32. The Mesozoic era is the span of the Triassic, Jurassic, and Cretaceous periods, from 225 million to 65 million years ago.
33. Placodermi flourished between 450 to 250 million years ago, and so finding their remains with organisms deposited between 150 million to 50 million years ago should have alerted Lake that something was “wrong,” according to Bert Atama (in “An Autopsy on the Old Ones”).
34. The narrator of “The Whisperer in Darkness” (here, above), who, it will be recalled, was also on the faculty of Miskatonic University.
35. The narrator here confuses the terminology; although “pterodactyls” have wings, “pteridophytes” are ferns with roots, stems, and leaves (but no flowers or seeds). The name has nothing to do with wings.
36. Another reference to Wilmarth of “The Whisperer in Darkness,” above.
37. Roald Amundsen, in The South Pole (1913), recorded:
With the low temperatures we experienced on this trip, we noticed a curious snow-formation that I had never seen before. Fine—extremely fine—drift-snow collected, and formed small cylindrical bodies of an average diameter of 1¼ inches, and about the same height; they were, however, of various sizes.
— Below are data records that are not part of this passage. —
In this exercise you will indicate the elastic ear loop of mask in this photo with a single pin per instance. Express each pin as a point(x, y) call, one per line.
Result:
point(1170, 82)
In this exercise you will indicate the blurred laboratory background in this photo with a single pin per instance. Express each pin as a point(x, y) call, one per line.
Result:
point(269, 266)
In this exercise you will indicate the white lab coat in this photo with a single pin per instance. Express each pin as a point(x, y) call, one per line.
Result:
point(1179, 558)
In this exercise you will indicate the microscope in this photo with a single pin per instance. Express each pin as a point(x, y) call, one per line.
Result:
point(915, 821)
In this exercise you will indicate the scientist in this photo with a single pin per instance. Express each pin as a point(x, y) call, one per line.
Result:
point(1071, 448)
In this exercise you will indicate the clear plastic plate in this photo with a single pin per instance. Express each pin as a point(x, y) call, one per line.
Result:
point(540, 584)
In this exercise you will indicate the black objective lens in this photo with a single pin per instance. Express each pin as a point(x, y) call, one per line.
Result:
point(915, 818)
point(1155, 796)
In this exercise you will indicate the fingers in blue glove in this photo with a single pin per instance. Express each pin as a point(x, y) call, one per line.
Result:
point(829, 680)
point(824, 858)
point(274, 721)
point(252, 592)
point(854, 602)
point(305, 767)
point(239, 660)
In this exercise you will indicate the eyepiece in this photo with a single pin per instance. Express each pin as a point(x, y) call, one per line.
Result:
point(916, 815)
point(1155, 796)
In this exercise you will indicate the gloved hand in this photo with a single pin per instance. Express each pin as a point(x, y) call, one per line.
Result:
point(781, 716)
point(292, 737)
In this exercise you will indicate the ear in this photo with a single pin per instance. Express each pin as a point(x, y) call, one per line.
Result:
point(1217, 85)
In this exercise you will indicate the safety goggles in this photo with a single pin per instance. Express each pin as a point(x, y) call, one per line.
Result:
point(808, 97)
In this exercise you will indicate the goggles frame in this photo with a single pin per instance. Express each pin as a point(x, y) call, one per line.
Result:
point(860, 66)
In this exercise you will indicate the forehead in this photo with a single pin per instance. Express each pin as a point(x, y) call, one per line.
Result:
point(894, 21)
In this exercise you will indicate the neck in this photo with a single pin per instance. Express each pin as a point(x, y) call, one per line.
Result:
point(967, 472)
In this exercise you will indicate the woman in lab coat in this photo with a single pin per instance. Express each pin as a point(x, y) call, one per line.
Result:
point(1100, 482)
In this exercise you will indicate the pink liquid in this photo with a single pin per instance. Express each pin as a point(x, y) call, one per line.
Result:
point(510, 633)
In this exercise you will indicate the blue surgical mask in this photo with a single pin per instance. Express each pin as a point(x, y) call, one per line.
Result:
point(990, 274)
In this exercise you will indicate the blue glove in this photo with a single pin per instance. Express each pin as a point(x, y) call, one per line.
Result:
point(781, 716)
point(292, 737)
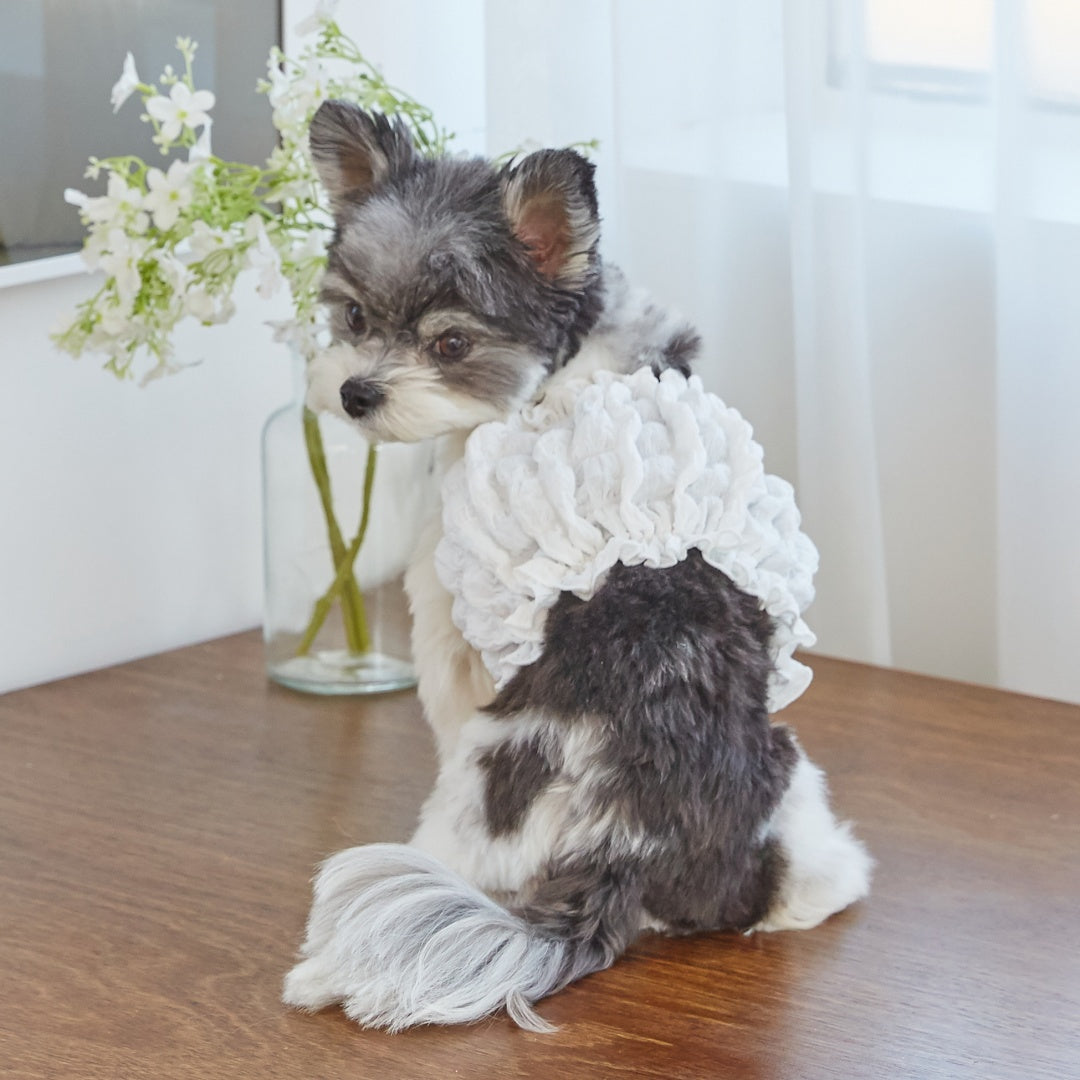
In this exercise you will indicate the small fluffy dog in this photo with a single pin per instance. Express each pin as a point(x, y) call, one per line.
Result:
point(631, 778)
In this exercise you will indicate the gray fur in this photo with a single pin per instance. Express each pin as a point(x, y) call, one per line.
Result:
point(671, 669)
point(647, 779)
point(516, 773)
point(417, 237)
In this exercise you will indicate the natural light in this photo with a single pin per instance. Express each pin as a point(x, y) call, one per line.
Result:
point(959, 37)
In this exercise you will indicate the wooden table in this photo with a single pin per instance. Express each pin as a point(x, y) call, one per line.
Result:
point(159, 825)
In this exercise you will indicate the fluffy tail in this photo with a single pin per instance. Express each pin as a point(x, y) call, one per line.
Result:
point(400, 940)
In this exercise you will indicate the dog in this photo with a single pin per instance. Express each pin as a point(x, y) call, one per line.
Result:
point(628, 780)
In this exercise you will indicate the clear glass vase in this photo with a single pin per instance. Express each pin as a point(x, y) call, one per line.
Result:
point(340, 521)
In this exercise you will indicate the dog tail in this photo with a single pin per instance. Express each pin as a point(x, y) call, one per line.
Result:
point(400, 940)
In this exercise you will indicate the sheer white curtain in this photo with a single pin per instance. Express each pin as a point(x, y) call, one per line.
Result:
point(872, 210)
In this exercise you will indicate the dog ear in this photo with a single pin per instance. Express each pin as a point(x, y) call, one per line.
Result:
point(550, 199)
point(354, 151)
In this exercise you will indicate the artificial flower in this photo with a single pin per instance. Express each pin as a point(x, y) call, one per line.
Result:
point(184, 108)
point(126, 84)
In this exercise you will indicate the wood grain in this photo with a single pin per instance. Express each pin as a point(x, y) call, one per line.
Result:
point(160, 823)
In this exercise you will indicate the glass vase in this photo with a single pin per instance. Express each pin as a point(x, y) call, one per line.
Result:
point(340, 520)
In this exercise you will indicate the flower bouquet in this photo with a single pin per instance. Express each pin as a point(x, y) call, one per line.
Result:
point(173, 241)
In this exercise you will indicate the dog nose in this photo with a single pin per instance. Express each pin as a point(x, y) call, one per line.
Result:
point(359, 396)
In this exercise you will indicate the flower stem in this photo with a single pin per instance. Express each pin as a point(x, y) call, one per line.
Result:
point(345, 582)
point(343, 577)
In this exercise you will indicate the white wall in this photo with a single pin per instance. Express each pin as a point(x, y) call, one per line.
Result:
point(130, 518)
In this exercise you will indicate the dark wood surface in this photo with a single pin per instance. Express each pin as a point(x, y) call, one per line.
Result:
point(160, 822)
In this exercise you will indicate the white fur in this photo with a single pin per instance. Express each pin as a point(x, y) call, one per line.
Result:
point(418, 405)
point(400, 940)
point(404, 935)
point(827, 868)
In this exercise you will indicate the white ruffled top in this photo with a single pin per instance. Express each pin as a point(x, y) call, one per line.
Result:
point(611, 469)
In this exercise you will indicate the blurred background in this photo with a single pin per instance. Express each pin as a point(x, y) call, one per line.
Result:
point(871, 208)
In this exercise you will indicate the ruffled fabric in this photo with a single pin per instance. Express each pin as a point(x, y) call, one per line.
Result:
point(617, 469)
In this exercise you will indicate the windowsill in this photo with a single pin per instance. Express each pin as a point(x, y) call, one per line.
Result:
point(46, 269)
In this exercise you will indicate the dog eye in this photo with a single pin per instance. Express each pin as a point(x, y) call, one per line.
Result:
point(354, 318)
point(453, 346)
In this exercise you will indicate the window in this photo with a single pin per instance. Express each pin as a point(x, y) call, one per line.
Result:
point(946, 51)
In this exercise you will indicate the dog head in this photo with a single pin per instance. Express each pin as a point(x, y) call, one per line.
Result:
point(454, 287)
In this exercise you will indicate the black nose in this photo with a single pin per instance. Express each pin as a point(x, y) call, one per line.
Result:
point(359, 396)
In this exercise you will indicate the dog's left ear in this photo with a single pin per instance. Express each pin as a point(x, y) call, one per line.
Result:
point(550, 200)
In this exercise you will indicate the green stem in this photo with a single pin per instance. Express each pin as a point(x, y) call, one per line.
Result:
point(343, 575)
point(352, 601)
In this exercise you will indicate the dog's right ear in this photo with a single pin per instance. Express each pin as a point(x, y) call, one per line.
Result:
point(355, 151)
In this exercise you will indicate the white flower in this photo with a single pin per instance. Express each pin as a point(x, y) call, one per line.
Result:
point(205, 241)
point(294, 97)
point(183, 108)
point(170, 192)
point(121, 205)
point(323, 13)
point(126, 84)
point(201, 150)
point(120, 259)
point(262, 257)
point(117, 322)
They generally rolled over the surface like a wheel, and now and then collected into large heaps, from which again, one by one, or several together, they continued their rolling (I, 287).
Such “cylinders,” also known as snow bales, snow rollers, or snow doughnuts, form
when tubelike drifts are lifted by the wind and blown around like tumbleweed. They have been spotted in many cold, windy places around the world, including North America and England.
These snow rollers were photographed in Czechoslovakia.
38. William Scoresby (1789–1857), an English scientist, curate, and explorer, published in 1820 An Account of the Arctic Regions and Northern Whale-Fishery, a narrative of his own voyages as well as those of previous navigators. It was read by Melville, who referred to Scoresby in Moby-Dick. Scoresby also wrote a memoir, Memorials of the Sea (London: Longman, 1851), primarily about his father, who took him to sea at the age of eleven.
39. Here ends the first installment in Astounding Stories.
40. The two sentences following have been restored to the text by S. T. Joshi; they did not appear in the original publication.
41. It is ironic that Dyer refers to the autopsy work performed by the Elder Ones as “inhuman,” similar as it is to the work done by Lake himself on the “specimens” he discovered.